Во взгляде Конвэя был вопрос.
— Вы менее собранны, чем обычно, Чанг. Что случилось?
— Верховный Лама послал за вами.
— Это я понял. Но почему столько суеты?
— Потому что это исключительное и беспримерное событие. Даже я, который на этом настаивал, не ожидал. И двух недель не прошло, как вы прибыли. И теперь будете приняты им! Никогда раньше это не происходило так скоро!
— И все же я, знаете ли, не совсем понимаю. Через короткое время мне предстоит увидеть вашего Верховного Ламу — это ясно. Но это означает и что-то еще?
— Да разве этого мало?
Конвэй засмеялся.
— Достаточно, уверяю вас. Не сочтите, что проявляю непочтительность. По правде сказать, сначала мне пришло в голову нечто совсем иное.

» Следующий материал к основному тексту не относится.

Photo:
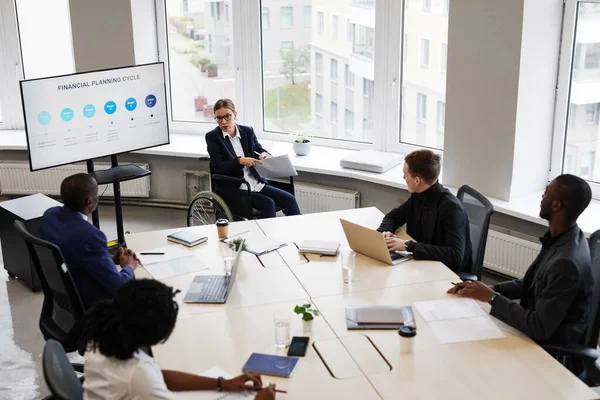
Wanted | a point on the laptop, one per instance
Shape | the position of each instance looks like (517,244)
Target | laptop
(212,289)
(372,244)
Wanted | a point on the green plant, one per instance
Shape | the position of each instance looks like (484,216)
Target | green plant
(301,138)
(308,313)
(237,243)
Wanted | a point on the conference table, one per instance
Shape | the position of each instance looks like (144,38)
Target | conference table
(341,363)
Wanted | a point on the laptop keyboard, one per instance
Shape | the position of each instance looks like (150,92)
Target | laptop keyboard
(215,288)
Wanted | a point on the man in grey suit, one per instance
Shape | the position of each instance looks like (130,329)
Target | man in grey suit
(556,290)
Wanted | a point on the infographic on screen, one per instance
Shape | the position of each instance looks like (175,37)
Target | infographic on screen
(90,115)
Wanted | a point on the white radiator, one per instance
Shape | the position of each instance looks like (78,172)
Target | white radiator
(315,198)
(17,179)
(508,254)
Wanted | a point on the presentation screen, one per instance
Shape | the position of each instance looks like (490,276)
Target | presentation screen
(88,115)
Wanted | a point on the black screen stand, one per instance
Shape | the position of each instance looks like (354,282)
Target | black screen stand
(115,175)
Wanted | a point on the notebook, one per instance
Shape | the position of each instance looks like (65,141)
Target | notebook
(267,364)
(458,320)
(319,247)
(187,238)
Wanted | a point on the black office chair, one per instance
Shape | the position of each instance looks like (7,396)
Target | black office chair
(588,353)
(208,206)
(62,310)
(479,210)
(59,373)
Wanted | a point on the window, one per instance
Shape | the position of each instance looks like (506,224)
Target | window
(320,22)
(287,17)
(308,16)
(348,77)
(319,63)
(318,103)
(368,88)
(333,70)
(426,5)
(363,43)
(421,108)
(334,27)
(348,121)
(576,136)
(266,23)
(441,117)
(333,116)
(424,53)
(444,60)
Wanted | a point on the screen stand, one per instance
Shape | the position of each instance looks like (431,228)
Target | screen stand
(115,175)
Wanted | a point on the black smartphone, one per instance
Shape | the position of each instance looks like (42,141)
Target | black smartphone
(298,346)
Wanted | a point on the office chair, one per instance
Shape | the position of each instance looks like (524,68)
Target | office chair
(479,210)
(59,373)
(62,310)
(588,353)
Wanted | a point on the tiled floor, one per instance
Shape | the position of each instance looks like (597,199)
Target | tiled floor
(21,342)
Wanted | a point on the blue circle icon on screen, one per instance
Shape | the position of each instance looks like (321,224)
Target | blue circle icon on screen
(44,118)
(110,107)
(150,101)
(67,114)
(130,104)
(89,111)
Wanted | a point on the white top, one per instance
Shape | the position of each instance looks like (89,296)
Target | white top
(236,142)
(135,379)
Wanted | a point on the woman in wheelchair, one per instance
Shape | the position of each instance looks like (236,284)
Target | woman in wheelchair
(234,151)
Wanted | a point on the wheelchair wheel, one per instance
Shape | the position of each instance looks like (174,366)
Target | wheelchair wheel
(206,208)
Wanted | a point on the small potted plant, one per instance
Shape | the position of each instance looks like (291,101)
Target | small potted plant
(212,70)
(203,63)
(301,145)
(308,314)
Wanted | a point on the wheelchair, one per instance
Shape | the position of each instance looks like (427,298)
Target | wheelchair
(210,205)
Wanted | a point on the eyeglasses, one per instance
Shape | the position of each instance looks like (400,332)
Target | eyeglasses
(227,117)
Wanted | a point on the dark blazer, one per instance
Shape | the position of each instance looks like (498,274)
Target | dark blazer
(555,292)
(223,159)
(85,252)
(445,237)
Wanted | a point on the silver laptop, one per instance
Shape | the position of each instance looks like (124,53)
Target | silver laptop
(372,244)
(212,289)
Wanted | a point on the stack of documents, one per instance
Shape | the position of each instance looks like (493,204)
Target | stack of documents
(458,320)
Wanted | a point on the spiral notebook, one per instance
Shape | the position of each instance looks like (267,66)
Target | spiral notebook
(458,320)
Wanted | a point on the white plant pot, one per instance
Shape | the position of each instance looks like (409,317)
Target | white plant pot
(302,149)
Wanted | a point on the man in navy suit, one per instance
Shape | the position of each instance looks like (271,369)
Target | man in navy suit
(234,151)
(83,246)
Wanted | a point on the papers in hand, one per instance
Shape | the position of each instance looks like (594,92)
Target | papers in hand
(458,320)
(175,261)
(276,167)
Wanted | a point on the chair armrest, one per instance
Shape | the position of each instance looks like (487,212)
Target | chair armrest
(576,351)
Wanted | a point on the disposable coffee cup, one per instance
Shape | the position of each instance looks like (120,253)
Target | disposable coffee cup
(222,228)
(407,339)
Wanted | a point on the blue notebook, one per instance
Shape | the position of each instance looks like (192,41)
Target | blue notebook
(265,364)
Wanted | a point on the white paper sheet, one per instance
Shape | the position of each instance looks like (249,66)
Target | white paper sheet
(214,372)
(276,167)
(458,320)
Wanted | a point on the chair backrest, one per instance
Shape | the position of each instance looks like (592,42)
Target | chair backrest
(62,309)
(593,332)
(59,373)
(479,211)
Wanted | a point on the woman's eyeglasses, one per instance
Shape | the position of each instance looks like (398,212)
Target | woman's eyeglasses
(227,117)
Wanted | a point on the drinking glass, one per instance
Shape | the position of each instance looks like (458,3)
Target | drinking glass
(281,322)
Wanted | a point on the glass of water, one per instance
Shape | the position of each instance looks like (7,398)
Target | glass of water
(348,265)
(281,320)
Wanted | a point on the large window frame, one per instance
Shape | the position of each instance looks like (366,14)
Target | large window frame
(563,92)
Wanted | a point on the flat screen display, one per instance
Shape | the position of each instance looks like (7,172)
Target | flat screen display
(89,115)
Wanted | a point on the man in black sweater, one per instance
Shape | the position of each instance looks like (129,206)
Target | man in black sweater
(556,290)
(434,217)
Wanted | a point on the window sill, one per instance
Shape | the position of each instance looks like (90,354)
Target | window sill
(326,161)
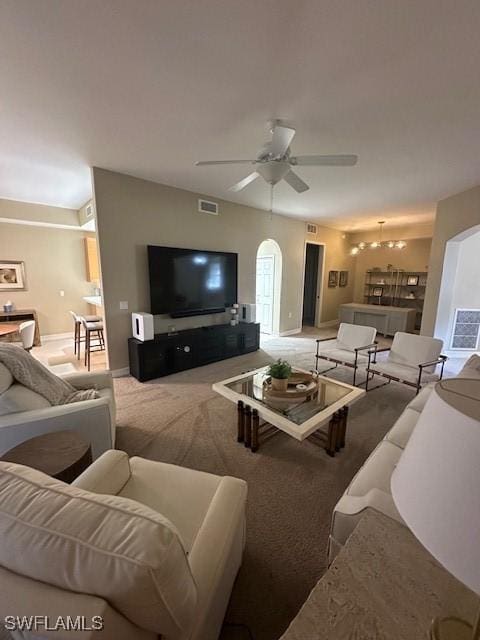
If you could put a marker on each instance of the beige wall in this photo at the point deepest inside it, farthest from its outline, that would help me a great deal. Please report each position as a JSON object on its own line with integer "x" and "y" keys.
{"x": 455, "y": 215}
{"x": 54, "y": 261}
{"x": 13, "y": 210}
{"x": 337, "y": 258}
{"x": 414, "y": 257}
{"x": 132, "y": 213}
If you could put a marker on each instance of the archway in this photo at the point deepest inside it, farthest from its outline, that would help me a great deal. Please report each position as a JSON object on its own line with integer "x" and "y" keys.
{"x": 458, "y": 312}
{"x": 268, "y": 286}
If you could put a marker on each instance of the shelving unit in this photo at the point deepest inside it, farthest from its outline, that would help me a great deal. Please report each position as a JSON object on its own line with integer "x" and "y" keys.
{"x": 396, "y": 291}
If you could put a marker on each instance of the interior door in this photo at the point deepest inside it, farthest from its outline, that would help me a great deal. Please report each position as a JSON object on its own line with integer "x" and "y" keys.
{"x": 311, "y": 282}
{"x": 264, "y": 297}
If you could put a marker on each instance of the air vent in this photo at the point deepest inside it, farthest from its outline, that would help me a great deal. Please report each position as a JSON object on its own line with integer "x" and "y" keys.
{"x": 466, "y": 329}
{"x": 205, "y": 206}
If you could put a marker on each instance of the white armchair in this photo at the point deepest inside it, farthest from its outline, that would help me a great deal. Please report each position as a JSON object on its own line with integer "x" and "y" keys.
{"x": 348, "y": 349}
{"x": 411, "y": 360}
{"x": 152, "y": 548}
{"x": 24, "y": 414}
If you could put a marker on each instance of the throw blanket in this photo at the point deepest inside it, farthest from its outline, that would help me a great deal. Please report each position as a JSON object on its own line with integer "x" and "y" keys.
{"x": 32, "y": 374}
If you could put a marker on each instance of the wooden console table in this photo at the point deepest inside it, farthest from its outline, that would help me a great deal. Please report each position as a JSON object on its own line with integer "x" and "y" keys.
{"x": 386, "y": 319}
{"x": 383, "y": 585}
{"x": 17, "y": 316}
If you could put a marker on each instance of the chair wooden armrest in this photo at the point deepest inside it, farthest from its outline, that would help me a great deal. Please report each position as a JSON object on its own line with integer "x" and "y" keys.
{"x": 367, "y": 346}
{"x": 440, "y": 360}
{"x": 383, "y": 349}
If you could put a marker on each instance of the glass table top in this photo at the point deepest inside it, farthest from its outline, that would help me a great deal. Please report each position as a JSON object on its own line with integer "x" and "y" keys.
{"x": 299, "y": 409}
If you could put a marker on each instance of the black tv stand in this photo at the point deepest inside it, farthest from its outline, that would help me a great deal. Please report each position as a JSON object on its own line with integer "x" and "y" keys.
{"x": 170, "y": 353}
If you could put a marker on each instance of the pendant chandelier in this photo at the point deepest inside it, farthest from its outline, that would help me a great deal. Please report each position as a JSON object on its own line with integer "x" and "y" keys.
{"x": 378, "y": 244}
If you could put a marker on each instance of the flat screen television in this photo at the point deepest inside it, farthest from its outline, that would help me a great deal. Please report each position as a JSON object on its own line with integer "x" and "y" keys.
{"x": 189, "y": 282}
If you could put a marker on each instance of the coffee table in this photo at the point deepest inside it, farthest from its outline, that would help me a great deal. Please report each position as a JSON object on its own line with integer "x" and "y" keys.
{"x": 60, "y": 454}
{"x": 321, "y": 416}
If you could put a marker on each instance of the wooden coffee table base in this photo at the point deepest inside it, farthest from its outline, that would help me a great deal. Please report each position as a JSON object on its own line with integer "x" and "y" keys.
{"x": 250, "y": 430}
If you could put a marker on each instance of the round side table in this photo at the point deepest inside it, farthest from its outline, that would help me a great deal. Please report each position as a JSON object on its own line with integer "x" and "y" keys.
{"x": 60, "y": 454}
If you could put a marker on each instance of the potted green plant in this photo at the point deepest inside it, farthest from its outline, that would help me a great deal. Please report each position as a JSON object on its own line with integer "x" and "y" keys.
{"x": 279, "y": 372}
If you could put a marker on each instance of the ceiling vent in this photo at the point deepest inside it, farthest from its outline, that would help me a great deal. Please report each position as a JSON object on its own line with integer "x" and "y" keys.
{"x": 205, "y": 206}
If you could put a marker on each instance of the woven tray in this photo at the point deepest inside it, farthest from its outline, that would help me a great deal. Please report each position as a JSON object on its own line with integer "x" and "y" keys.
{"x": 292, "y": 392}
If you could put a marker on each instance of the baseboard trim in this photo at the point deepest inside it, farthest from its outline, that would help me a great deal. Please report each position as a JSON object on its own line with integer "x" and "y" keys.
{"x": 56, "y": 336}
{"x": 120, "y": 373}
{"x": 290, "y": 332}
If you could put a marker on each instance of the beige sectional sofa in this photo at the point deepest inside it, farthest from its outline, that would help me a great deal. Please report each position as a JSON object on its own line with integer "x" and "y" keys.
{"x": 151, "y": 548}
{"x": 371, "y": 485}
{"x": 25, "y": 414}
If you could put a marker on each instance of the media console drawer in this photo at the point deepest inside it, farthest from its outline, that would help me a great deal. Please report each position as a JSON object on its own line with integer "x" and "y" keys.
{"x": 167, "y": 354}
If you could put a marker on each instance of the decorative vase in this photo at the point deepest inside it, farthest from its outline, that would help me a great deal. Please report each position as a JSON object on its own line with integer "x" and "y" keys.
{"x": 280, "y": 384}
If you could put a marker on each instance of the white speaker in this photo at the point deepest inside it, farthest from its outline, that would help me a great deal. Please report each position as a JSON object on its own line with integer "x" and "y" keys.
{"x": 142, "y": 326}
{"x": 247, "y": 312}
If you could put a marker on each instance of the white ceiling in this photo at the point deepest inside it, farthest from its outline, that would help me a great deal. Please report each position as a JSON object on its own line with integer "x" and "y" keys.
{"x": 147, "y": 87}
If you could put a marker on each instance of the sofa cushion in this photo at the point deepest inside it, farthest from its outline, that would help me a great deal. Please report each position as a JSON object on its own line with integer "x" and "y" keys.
{"x": 401, "y": 431}
{"x": 6, "y": 378}
{"x": 377, "y": 470}
{"x": 402, "y": 372}
{"x": 471, "y": 369}
{"x": 101, "y": 545}
{"x": 352, "y": 336}
{"x": 19, "y": 398}
{"x": 412, "y": 350}
{"x": 185, "y": 497}
{"x": 343, "y": 355}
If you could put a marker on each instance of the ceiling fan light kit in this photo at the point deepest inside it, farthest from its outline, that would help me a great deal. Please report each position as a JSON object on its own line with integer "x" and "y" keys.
{"x": 378, "y": 244}
{"x": 274, "y": 163}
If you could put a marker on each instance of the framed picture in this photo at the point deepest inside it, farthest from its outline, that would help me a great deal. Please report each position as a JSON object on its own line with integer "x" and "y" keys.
{"x": 332, "y": 278}
{"x": 12, "y": 275}
{"x": 343, "y": 280}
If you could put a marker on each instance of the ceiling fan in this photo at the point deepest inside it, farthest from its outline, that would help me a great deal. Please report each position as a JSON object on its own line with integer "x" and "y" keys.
{"x": 274, "y": 162}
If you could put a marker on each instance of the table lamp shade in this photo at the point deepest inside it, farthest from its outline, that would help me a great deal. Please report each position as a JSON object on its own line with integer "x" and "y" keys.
{"x": 436, "y": 485}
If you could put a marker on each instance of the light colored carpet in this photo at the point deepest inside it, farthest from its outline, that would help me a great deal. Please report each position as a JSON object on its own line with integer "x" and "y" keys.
{"x": 293, "y": 486}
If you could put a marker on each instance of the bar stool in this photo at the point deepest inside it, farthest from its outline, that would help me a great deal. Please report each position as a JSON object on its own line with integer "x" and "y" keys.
{"x": 98, "y": 344}
{"x": 77, "y": 337}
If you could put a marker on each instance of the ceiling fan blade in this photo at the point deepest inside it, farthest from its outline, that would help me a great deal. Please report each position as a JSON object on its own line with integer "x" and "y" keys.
{"x": 202, "y": 163}
{"x": 296, "y": 182}
{"x": 243, "y": 183}
{"x": 281, "y": 139}
{"x": 325, "y": 161}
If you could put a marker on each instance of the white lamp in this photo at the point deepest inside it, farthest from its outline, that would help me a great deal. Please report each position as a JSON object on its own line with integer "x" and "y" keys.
{"x": 436, "y": 489}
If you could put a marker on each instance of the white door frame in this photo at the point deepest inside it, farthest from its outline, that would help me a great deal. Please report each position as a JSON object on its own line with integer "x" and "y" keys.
{"x": 272, "y": 256}
{"x": 320, "y": 287}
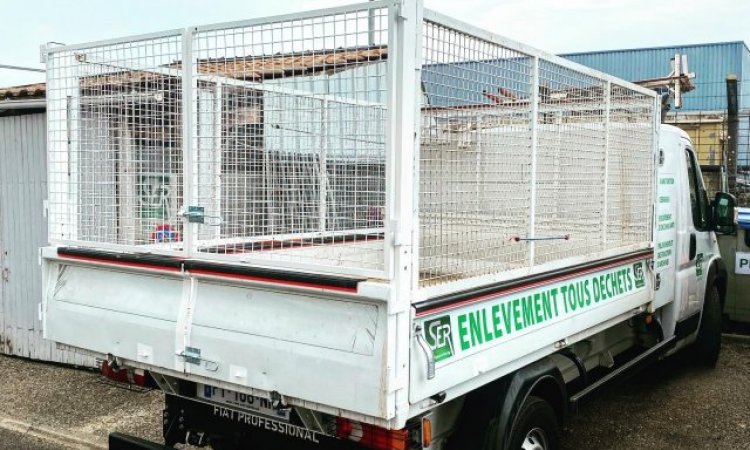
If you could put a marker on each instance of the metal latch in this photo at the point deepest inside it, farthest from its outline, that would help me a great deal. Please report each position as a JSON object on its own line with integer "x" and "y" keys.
{"x": 197, "y": 214}
{"x": 427, "y": 352}
{"x": 192, "y": 355}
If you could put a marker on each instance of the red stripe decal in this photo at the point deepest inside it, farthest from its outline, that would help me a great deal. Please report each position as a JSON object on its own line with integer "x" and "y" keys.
{"x": 524, "y": 287}
{"x": 121, "y": 263}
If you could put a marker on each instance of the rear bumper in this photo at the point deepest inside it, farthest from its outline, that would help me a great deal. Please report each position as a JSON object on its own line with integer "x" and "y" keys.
{"x": 119, "y": 441}
{"x": 238, "y": 429}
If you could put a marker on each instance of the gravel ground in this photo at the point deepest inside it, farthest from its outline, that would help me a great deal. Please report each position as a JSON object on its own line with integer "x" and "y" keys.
{"x": 671, "y": 405}
{"x": 75, "y": 401}
{"x": 11, "y": 440}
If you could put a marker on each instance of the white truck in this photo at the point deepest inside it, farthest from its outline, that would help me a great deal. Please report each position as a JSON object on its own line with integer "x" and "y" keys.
{"x": 368, "y": 227}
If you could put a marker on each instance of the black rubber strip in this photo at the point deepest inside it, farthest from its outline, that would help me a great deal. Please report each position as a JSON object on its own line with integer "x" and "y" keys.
{"x": 459, "y": 297}
{"x": 215, "y": 268}
{"x": 282, "y": 275}
{"x": 130, "y": 258}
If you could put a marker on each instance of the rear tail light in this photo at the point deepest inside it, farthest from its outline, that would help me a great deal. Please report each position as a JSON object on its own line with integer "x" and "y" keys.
{"x": 130, "y": 376}
{"x": 370, "y": 436}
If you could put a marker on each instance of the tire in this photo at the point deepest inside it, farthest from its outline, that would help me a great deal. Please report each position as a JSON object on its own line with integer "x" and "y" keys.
{"x": 708, "y": 344}
{"x": 535, "y": 427}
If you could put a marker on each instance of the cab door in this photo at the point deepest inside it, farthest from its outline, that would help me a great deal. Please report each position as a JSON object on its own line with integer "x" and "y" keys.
{"x": 695, "y": 246}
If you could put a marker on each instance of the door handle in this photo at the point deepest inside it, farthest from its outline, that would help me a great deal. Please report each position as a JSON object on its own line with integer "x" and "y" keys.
{"x": 693, "y": 246}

Но не обращайте внимания, теперь это не важно. Конечно, для меня будет и честью, и удовольствием встретиться с высокочтимым джентльменом. Когда это случится?
— Сейчас. Я послан, чтобы привести вас к нему.
— А не поздновато ли?
— Это не имеет значения. Мой дорогой сэр, скоро вы очень многое поймете. И позвольте дополнительно выразить от себя лично удовольствие, что этот отрезок времени, полный стеснительных недомолвок, теперь заканчивается. Поверьте, мне было неловко многократно отказывать вам в информации, очень неловко. Меня наполняет радостью сознание, что в подобных неприятностях никогда больше не будет нужды.